And Spamilton doesn’t really hate on him or Hamilton that much. Instead, Alessandrini takes a step back and reminds viewers that, despite the craze of “rich kids who are mostly white, spending their parents’ dough at night,” Hamilton is just another show. Sure, Miranda sprays paint over a sign held by two toupeed men from The Book of Mormon that declared it the best show in decades. But, somehow, that’s how exciting Hamilton remains, almost four years later—Broadway tickets still sell for hundreds of dollars, with seemingly no end in sight.
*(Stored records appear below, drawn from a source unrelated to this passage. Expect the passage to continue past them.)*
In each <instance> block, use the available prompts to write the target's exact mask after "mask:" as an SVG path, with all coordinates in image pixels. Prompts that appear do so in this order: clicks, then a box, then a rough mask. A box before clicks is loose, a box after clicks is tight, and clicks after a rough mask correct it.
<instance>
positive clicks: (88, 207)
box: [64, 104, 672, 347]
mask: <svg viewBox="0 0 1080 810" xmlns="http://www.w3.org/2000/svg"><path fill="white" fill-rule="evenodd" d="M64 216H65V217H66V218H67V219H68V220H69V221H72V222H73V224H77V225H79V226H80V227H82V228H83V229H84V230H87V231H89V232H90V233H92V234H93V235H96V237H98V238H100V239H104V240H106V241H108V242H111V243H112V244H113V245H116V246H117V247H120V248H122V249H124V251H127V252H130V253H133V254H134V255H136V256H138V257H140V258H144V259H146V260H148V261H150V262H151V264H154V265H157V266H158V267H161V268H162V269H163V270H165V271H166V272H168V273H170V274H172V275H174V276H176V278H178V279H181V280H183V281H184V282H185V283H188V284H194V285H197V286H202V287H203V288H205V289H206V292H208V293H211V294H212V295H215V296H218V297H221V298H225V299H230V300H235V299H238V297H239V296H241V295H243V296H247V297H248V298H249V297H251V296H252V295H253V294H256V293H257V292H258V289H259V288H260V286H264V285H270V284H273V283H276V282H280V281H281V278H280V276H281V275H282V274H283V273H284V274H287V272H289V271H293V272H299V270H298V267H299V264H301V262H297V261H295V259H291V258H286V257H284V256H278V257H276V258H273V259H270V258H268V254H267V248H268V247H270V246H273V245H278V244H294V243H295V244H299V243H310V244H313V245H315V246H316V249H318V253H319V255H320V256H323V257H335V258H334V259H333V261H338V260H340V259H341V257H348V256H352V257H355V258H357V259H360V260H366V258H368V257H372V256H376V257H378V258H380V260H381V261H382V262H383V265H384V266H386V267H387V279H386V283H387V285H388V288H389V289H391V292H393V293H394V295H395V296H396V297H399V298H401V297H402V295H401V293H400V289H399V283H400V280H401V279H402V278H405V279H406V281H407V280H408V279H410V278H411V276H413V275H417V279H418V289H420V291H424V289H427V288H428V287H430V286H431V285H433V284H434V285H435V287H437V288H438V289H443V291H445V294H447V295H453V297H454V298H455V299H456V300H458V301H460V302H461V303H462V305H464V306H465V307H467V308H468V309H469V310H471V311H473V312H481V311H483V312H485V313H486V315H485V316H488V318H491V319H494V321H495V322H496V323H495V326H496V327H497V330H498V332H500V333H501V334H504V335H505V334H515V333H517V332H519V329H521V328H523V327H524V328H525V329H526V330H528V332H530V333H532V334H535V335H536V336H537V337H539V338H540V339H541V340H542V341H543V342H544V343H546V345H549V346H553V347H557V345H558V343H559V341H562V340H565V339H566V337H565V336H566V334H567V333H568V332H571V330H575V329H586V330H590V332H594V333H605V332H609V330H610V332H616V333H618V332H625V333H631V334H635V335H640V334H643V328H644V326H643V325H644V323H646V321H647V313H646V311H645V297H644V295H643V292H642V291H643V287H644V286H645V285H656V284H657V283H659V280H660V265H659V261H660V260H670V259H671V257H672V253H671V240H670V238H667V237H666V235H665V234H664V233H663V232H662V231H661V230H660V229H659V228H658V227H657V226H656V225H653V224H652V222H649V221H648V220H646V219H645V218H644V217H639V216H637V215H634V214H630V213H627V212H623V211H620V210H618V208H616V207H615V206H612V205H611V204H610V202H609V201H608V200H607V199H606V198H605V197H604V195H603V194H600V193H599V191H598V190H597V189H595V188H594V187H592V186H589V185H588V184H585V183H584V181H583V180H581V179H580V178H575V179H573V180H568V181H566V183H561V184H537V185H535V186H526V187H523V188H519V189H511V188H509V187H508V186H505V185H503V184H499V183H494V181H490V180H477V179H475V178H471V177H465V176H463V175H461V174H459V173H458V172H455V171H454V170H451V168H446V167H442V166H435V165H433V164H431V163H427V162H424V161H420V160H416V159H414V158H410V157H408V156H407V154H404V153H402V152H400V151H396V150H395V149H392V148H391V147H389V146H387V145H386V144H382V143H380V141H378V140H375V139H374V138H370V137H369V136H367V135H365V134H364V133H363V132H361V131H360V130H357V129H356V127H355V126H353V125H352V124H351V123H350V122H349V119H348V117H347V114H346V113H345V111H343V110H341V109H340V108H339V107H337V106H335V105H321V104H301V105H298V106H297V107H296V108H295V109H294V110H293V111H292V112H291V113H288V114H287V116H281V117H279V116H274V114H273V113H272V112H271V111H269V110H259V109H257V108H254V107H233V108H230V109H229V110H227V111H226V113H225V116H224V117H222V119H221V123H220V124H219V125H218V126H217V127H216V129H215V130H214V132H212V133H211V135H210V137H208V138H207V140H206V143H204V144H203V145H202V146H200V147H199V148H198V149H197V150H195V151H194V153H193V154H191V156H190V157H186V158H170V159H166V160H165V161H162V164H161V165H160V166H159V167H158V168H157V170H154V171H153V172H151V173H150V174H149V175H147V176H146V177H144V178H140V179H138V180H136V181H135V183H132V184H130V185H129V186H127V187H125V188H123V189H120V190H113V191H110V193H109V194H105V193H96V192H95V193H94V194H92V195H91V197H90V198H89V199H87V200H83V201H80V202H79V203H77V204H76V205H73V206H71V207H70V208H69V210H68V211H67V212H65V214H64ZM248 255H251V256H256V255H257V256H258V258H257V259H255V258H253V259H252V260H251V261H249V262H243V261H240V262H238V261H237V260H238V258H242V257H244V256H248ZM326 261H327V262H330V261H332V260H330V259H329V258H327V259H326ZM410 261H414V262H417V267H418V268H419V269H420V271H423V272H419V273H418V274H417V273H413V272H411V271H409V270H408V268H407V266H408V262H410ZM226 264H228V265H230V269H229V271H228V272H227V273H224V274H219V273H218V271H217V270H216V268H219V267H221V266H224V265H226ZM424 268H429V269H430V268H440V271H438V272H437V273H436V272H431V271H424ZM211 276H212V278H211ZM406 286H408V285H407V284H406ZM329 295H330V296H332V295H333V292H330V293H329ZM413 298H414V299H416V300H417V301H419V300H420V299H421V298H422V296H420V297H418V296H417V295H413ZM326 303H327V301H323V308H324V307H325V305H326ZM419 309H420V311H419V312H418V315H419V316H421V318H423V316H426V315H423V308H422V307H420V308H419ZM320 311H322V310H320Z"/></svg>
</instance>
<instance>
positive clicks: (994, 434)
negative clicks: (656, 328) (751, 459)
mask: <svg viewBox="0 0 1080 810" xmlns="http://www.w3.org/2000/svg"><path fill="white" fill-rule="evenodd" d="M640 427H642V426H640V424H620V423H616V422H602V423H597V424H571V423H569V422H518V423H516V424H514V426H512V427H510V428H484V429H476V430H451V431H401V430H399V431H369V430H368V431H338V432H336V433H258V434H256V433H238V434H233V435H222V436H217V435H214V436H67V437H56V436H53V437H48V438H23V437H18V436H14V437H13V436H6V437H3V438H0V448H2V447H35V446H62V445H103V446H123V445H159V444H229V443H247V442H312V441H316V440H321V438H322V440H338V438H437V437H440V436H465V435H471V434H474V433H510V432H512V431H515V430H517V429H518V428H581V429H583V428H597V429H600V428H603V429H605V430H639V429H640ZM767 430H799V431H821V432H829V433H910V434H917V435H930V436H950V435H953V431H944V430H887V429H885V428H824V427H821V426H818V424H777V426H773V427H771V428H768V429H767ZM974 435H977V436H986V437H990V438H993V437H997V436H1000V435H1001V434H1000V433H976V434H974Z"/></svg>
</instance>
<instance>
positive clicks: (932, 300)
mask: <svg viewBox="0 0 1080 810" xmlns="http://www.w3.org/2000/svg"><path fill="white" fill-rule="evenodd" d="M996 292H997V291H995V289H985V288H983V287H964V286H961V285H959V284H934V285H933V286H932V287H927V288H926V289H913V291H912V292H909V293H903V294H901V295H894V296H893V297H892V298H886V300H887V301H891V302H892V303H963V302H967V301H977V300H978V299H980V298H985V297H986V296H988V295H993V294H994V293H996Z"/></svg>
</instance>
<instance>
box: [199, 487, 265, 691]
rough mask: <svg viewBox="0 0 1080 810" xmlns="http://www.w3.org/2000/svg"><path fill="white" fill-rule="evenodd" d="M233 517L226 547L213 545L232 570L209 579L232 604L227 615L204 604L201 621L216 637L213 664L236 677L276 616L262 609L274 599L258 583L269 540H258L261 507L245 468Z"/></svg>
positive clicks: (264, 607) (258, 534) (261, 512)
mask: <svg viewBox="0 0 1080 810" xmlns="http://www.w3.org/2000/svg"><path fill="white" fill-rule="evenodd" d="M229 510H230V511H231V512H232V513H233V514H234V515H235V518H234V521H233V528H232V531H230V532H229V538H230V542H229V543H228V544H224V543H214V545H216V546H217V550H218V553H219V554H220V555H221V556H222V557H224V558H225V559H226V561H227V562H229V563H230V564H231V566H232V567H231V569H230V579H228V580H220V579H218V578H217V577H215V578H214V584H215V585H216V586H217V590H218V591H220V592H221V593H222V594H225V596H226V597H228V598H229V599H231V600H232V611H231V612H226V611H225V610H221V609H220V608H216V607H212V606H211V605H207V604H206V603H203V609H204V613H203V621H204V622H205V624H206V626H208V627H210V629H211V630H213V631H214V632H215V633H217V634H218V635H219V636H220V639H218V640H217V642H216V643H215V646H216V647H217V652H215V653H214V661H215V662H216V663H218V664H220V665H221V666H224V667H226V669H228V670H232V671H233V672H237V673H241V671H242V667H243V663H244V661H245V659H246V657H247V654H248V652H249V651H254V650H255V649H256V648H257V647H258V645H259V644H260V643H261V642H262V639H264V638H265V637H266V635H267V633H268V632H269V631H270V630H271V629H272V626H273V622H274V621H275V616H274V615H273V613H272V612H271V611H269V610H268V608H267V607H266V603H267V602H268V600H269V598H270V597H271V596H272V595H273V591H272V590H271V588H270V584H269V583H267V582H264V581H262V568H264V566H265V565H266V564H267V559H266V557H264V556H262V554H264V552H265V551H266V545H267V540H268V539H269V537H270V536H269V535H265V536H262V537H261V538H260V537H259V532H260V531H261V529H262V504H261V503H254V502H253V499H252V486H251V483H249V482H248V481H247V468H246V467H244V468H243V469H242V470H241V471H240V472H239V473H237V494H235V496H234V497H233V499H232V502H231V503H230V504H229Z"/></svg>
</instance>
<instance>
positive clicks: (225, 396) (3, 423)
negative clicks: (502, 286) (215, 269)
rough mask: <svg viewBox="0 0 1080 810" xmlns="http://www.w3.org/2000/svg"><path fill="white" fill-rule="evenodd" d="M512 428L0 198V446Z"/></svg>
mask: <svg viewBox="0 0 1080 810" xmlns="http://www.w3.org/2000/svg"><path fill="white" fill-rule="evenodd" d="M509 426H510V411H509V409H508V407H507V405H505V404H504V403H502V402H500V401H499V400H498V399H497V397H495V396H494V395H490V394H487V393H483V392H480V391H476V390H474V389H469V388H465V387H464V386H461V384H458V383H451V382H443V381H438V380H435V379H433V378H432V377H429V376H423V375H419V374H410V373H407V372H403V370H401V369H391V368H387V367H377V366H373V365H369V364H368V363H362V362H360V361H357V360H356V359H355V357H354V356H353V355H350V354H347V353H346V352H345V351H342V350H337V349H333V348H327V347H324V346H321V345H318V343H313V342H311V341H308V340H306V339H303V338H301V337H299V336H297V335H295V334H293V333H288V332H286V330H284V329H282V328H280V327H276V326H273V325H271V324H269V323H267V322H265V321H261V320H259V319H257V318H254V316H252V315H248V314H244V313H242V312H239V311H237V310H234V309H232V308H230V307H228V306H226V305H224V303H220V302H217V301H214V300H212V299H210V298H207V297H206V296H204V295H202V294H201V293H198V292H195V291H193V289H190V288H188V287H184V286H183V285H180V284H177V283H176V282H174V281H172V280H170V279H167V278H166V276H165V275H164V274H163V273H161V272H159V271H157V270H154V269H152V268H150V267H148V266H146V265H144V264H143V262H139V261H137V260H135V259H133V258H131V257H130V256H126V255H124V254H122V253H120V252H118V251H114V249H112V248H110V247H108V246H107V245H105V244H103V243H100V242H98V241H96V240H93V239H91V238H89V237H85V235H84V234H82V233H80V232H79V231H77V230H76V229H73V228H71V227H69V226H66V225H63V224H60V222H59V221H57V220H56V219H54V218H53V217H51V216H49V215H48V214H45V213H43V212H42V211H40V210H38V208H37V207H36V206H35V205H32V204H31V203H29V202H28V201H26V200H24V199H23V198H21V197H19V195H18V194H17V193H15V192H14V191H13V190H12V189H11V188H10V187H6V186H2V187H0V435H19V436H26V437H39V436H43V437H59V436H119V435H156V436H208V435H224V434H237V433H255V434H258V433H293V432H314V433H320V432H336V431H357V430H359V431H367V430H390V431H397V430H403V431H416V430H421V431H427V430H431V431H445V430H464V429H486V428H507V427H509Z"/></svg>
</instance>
Alessandrini’s actors, thankfully, embody that energy. Ani Djirdjirian (credited as playing the “Leading Ladies”) astonishes with her dynamic range in both appearance and imitations from her sardonic performance as a single Schuyler sister (she speaks for the other two sisters, who are hand puppets of diminishing importance) to a dilapidated Barbra Streisand announcing Tony nominees (“Hamilton, Hamilton, Yentl, and Hamilton”). Djirdjirian glides through her quick-witted, fast-paced lines in a show where, like Hamilton, the only job of a Schuyler actress is to “sing on pitch” she says, in a total monotone.

Djirdjirian is joined by Dominic Pecikonis as Daveed Diggs (and others), who’s far more than double-cast as Marquis de Lafayette and Thomas Jefferson, alluding to what Alessandrini paints as a confusing decision by Miranda to cast the actor in two different roles in Hamilton. Datus Puryear commands the show as Leslie Odom Jr., who played Aaron Burr in Hamilton’s original run, and as someone who can’t quite decide whether he’s jealous of Miranda’s success, or is the only adult in a room full of tomcats.

A daily double-level knowledge of American theatre, Hamilton, and Miranda himself will certainly aid in keeping the frequent one-liners and references from rapping past you. But like the cast, you’ll be rewarded for feeling “in” with the crowd and Alessandrini’s critiques. Following “The Film When it Happens”—a take on one of Hamilton’s best-known numbers “The Room Where it Happens”—the cast is visibly exhausted from the dance-heavy bit and the layered, mile-a-minute rap.

With accomplished grins they proudly announce in unison: “When the show’s over, my voice is, shot!”